Ranking the Top-K Realizations of Stochastically Known Event Logs
This work addresses uncertainty in process mining for domains with flawed data recording, though it is incremental as it builds on existing top-K proposals.
The paper tackles the problem of efficiently ranking the top-K most probable realizations in stochastically known event logs, which encode uncertainties, by implementing an O(Kn) algorithm and showing that the benefit of such rankings depends on log length and event probability distributions.

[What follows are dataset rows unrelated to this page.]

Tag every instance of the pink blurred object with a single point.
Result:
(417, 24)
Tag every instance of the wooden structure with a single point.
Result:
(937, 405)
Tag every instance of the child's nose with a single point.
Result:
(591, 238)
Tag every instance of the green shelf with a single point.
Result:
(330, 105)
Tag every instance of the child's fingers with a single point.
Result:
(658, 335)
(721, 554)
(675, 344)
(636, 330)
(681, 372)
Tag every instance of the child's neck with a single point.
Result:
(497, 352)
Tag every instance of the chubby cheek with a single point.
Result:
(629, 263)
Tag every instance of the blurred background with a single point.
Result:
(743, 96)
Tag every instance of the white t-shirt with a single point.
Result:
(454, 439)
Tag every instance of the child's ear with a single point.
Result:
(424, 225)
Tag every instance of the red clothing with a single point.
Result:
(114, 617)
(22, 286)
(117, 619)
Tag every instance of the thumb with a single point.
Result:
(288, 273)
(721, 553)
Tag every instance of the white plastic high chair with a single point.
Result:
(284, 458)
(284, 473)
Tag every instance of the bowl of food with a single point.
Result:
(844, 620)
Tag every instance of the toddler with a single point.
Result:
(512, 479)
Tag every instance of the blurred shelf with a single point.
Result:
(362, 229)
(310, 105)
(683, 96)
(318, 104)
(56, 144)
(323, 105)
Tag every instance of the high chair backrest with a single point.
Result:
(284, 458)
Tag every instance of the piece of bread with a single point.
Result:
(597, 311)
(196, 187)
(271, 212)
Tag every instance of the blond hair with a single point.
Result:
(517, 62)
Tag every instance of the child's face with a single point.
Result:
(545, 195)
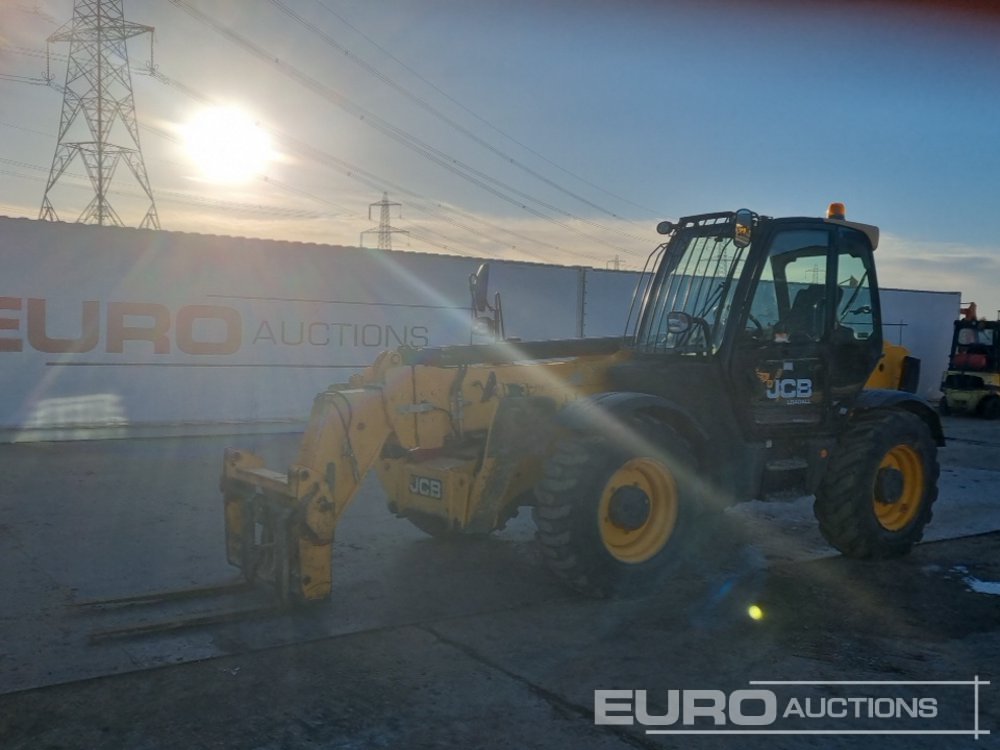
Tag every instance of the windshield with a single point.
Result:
(689, 304)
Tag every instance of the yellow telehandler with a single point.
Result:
(752, 365)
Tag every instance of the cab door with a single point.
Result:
(808, 329)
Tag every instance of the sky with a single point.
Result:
(549, 131)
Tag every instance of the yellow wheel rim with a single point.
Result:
(904, 502)
(638, 510)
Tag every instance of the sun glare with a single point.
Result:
(227, 145)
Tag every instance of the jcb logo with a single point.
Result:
(425, 487)
(790, 388)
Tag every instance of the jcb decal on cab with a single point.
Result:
(789, 389)
(425, 487)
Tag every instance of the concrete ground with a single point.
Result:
(431, 644)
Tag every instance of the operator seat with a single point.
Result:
(806, 319)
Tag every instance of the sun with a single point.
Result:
(227, 145)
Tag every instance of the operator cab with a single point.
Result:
(784, 311)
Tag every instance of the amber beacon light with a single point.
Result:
(836, 211)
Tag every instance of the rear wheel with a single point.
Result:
(879, 488)
(612, 514)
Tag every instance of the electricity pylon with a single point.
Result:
(385, 230)
(99, 109)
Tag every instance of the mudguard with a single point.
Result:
(880, 398)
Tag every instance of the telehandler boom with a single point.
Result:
(752, 367)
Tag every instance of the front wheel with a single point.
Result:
(613, 514)
(876, 497)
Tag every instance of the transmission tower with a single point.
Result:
(385, 230)
(98, 121)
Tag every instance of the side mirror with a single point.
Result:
(742, 227)
(479, 286)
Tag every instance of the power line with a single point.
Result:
(427, 107)
(360, 174)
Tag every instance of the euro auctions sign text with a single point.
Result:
(772, 707)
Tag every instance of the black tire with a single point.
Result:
(585, 485)
(880, 486)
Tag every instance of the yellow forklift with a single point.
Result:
(748, 369)
(971, 385)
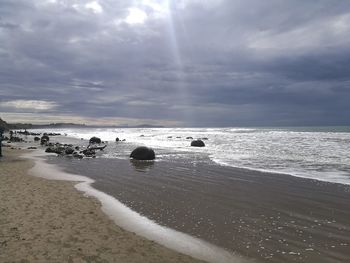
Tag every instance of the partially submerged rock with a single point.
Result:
(143, 153)
(197, 143)
(95, 140)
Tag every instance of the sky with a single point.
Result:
(208, 63)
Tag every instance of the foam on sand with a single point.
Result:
(134, 222)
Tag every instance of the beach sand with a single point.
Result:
(50, 221)
(263, 216)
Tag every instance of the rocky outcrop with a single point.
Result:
(95, 140)
(143, 153)
(197, 143)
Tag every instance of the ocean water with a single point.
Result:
(321, 153)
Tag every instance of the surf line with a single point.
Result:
(132, 221)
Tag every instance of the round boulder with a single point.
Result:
(197, 143)
(95, 140)
(69, 150)
(143, 153)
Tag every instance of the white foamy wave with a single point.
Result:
(316, 153)
(134, 222)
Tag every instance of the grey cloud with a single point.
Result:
(208, 63)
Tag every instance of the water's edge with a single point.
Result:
(130, 220)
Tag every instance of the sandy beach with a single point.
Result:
(50, 221)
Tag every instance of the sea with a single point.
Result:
(320, 153)
(263, 194)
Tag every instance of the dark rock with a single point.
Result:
(69, 150)
(89, 152)
(143, 153)
(95, 140)
(44, 139)
(50, 150)
(77, 155)
(55, 149)
(197, 143)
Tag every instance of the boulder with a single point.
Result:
(143, 153)
(44, 139)
(69, 150)
(197, 143)
(95, 140)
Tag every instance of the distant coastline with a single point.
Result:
(18, 126)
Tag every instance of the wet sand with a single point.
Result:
(50, 221)
(266, 217)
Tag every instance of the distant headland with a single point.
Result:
(18, 126)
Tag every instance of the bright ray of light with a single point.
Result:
(182, 88)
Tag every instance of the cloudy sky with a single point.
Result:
(175, 63)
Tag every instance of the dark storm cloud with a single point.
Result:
(192, 62)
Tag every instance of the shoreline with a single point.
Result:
(46, 220)
(275, 217)
(264, 216)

Various kinds of uncertainty can occur in event logs, e.g., due to flawed recording, data quality issues, or the use of probabilistic models for activity recognition. Stochastically known event logs make these uncertainties transparent by encoding multiple possible realizations for events. However, the number of realizations encoded by a stochastically known log grows exponentially with its size, making exhaustive exploration infeasible even for moderately sized event logs. Thus, considering only the top-K most probable realizations has been proposed in the literature. In this paper, we implement an efficient algorithm to calculate a top-K realization ranking of an event log under event independence within O(Kn), where n is the number of uncertain events in the log. This algorithm is used to investigate the benefit of top-K rankings over top-1 interpretations of stochastically known event logs. Specifically, we analyze the usefulness of top-K rankings against different properties of the input data. We show that the benefit of a top-K ranking depends on the length of the input event log and the distribution of the event probabilities. The results highlight the potential of top-K rankings to enhance uncertainty-aware process mining techniques.